Pathway selection criteria and the overall pathway sets collected in this study are listed in Additional file 1. Our goal was to use protein interactions and regula tory reactions assembled into metabolic pathways with out introducing duplicated links and elements. To merge interactions from various sources, the genes alias names must be arranged in advance. Furthermore, we recorded the directions of interactions between genes as well to the graph. We joined the pro teins as vertices to the integrated large network and connected them to any co regulated genes by adding new edges. From a biological viewpoint of transcrip tional relationships, a number of genes may regulate themselves or regulate each other, resulting in cyclic relationships while re constructing the large network, which makes it more difficult to determine simple short est paths.

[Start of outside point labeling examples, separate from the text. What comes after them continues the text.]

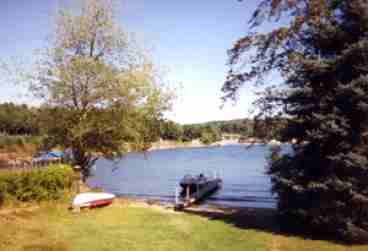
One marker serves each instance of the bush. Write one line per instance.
(36, 185)
(19, 144)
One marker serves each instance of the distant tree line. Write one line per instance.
(214, 131)
(24, 120)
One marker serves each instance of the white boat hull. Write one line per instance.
(92, 199)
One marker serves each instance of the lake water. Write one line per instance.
(156, 174)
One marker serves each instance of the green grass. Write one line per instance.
(52, 227)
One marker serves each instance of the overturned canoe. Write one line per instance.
(93, 200)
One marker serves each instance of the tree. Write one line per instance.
(101, 93)
(210, 134)
(171, 130)
(322, 54)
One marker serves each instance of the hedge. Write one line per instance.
(44, 184)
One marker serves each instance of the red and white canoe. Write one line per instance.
(92, 200)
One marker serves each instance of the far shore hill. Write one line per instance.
(8, 157)
(167, 144)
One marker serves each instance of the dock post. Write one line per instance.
(176, 196)
(188, 193)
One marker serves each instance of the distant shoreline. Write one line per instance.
(166, 144)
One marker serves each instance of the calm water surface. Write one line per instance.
(156, 174)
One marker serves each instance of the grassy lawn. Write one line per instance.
(125, 226)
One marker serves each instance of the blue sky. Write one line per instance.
(188, 38)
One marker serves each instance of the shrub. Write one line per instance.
(36, 185)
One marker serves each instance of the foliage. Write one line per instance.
(18, 119)
(36, 185)
(170, 130)
(19, 144)
(100, 90)
(210, 134)
(321, 52)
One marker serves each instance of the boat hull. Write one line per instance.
(200, 193)
(92, 200)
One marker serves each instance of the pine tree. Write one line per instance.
(323, 56)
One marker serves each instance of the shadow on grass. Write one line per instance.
(260, 219)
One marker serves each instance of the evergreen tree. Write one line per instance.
(323, 56)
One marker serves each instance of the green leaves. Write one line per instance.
(102, 93)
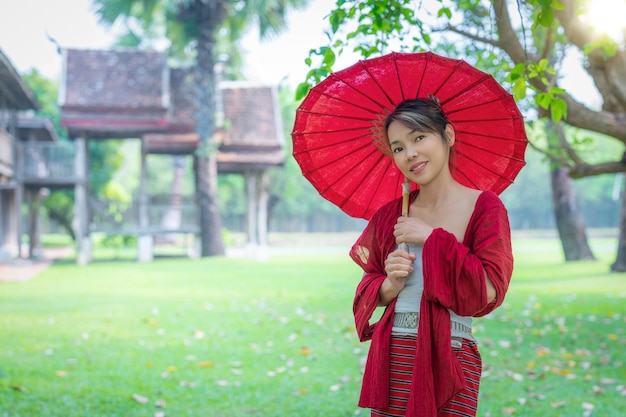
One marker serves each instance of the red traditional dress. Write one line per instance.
(454, 278)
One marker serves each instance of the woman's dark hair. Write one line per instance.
(423, 114)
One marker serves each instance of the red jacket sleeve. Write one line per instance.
(369, 252)
(486, 249)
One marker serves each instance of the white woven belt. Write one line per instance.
(409, 320)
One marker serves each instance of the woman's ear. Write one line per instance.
(449, 131)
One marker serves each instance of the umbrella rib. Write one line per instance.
(489, 136)
(332, 161)
(344, 82)
(373, 79)
(467, 88)
(311, 113)
(471, 145)
(378, 185)
(330, 145)
(486, 167)
(487, 120)
(419, 88)
(504, 96)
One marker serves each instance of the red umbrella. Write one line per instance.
(337, 124)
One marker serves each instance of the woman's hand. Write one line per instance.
(411, 230)
(398, 266)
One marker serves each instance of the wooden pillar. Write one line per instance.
(144, 240)
(251, 198)
(34, 247)
(81, 204)
(18, 161)
(263, 207)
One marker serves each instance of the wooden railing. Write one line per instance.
(53, 161)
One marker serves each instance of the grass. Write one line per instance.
(229, 337)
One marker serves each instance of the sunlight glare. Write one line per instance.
(607, 17)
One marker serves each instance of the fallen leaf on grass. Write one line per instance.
(140, 398)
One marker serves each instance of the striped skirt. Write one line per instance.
(463, 404)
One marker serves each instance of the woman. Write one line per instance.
(423, 359)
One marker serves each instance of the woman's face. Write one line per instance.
(421, 156)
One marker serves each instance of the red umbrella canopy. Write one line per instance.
(338, 122)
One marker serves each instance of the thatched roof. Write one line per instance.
(131, 94)
(14, 93)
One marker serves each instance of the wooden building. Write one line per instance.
(26, 171)
(131, 94)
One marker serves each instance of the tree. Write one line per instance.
(526, 40)
(194, 29)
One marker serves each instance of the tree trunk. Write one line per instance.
(620, 262)
(207, 16)
(209, 216)
(570, 222)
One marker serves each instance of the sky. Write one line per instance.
(26, 25)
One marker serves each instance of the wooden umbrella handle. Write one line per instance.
(406, 191)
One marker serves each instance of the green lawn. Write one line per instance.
(232, 337)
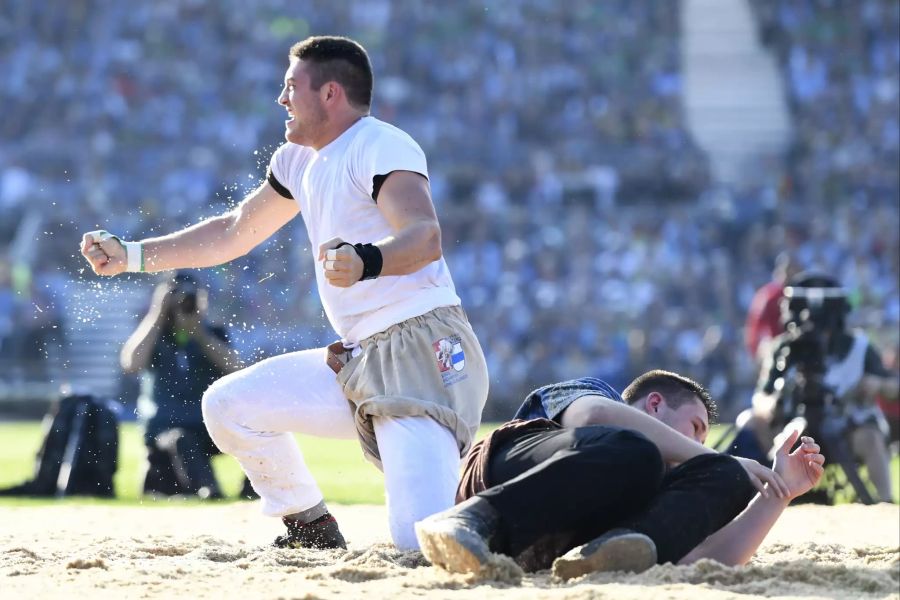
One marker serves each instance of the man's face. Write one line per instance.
(690, 419)
(306, 112)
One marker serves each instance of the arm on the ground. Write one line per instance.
(736, 543)
(211, 242)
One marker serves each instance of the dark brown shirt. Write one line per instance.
(476, 467)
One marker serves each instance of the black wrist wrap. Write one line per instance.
(372, 260)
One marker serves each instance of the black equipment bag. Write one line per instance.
(79, 454)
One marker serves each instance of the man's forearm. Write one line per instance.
(409, 250)
(208, 243)
(737, 542)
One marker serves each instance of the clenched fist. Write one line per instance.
(107, 256)
(343, 266)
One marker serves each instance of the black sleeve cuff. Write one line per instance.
(283, 191)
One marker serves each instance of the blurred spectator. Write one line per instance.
(764, 319)
(181, 355)
(577, 213)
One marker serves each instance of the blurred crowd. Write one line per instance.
(578, 217)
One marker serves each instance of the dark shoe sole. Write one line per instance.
(615, 551)
(450, 547)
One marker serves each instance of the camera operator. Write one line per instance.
(179, 355)
(827, 375)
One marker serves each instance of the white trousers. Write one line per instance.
(250, 414)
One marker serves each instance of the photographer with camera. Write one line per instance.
(179, 354)
(826, 376)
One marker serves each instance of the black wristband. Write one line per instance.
(372, 260)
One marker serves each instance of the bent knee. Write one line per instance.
(218, 403)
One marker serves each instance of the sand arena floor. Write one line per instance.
(220, 551)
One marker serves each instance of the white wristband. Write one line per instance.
(134, 251)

We dealt with this problem by merging ver tices as demonstrated in Figure 1. Taking Figure 1 as an example, the transcription factors AR and DDIT3 regulate their target genes and regulate each other as well. To preserve the biological truth and avoid loops being represented in the graph, vertices AR and DDIT3 were merged during the shortest paths algorithm. Next, while scoring the identified pathways according to gene expression data, each vertex was considered separately and identically. Microarray data Peters et al. presented the results of a preliminary inves tigation into the molecular phenotype of patient derived ovarian tumor cells in the context of sensitivity or resis tance to carboplatin.
They correlated chemore sponse data with gene expression patterns at the level of transcription. Primary cultures of cells derived GSK-3 from ovarian carcinomas of individual patients were characterized using the ChemoFx assay and classified as either carboplatin sensitive or resistant. Three representative cultures of cells from each indivi dual tumor were then subjected to Affymetrix gene chip analysis using U95A human gene chip arrays. They identified numbers of differentially expressed genes that define transcriptional differences between chemosensitive and chemoresistant cells and temporal responses to carboplatin expressed in an ex vivo setting. Gabriela et al. investigated the response to cisplatin of a panel of NSCLC cell lines and found an inverse correla tion between sensitivity and damage formation resulting from this agent.
Further analysis of multiple alter nate cellular end points including cell cycle analysis, apoptosis and gene expression changes, revealed cispla tin damage tolerance to be a mechanism of chemoresis tance in this model system. Both gene expression data sets were available through the Gene Expression Omni bus at NCBI. Systems and implementation System overview A system flow diagram of the corresponding processes is shown in Figure 2.